You're losing E-mails. It's almost certain that some significant percentage of your legitimate outbound E-mails aren't getting to their destinations; or that some significant percentage of your legitimate inbound E-mails are being lost before you ever see them.

When I say "significant," I don't mean a few. I mean something like 40%, or even more in some cases. And I'm not talking about losing junk mail. I'm talking about the loss of totally valid, non-spam/non-junk E-mail.

Think about that for a minute: As many as four out of 10 of your serious E-mails--the sort you might exchange with co-workers, friends, business associates, or customers--may not be making it to their intended destinations.

This alarming statistic is derived from a large test I conducted late last year, involving more than 10,000 participants.
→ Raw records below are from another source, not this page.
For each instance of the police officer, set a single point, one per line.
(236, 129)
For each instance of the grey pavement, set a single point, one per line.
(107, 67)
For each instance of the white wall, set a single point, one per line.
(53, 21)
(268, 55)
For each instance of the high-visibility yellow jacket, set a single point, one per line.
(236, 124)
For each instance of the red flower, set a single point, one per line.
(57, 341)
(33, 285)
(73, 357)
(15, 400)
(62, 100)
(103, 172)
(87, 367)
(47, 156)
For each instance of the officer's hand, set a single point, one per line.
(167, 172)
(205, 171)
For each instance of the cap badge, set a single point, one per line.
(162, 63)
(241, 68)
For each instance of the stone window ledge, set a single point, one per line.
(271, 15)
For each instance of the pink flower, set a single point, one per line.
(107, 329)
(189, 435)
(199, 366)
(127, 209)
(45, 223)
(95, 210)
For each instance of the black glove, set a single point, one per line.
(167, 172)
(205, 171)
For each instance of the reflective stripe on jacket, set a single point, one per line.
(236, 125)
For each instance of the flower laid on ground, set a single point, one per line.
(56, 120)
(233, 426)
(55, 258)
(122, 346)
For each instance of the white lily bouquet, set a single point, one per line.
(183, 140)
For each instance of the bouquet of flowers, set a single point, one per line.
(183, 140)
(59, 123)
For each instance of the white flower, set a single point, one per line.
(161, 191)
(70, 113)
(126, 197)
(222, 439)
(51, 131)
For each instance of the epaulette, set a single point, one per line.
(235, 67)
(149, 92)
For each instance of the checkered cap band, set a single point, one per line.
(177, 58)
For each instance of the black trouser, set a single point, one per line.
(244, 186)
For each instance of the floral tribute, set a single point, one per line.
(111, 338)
I announced the test with a call for volunteers in an issue of my E-mail newsletter last October. It said, in part:

...I'd like to gather a group of volunteers... and send each one a simple non-spam E-mail message, in plain text and with no attachments, from a personal mail account (not a bulk mailer). I'd like to see how many of these simple messages actually make it through the gauntlet of servers, routers, and ISP-based and local mail filters.

I won't tell the volunteers in advance what address the mail will come from or what the subject line will be.... Rather, I propose to simulate a normal, unanticipated, plain text, non-spam E-mail, as if between friends or coworkers, and see what gets through....

I included specific sign-up information, and asked interested readers to indicate their willingness to participate by sending a reply E-mail to a designated mailbox.

I'd hoped for maybe 500 volunteers. But less than a day after my request went out, I was astonished to see that more than 10,000 people had signed up. Clearly, E-mail reliability is a real hot button!

To keep the size of the test manageable, I then stopped accepting additional applications to participate, ending up with 10,979 volunteers on tap.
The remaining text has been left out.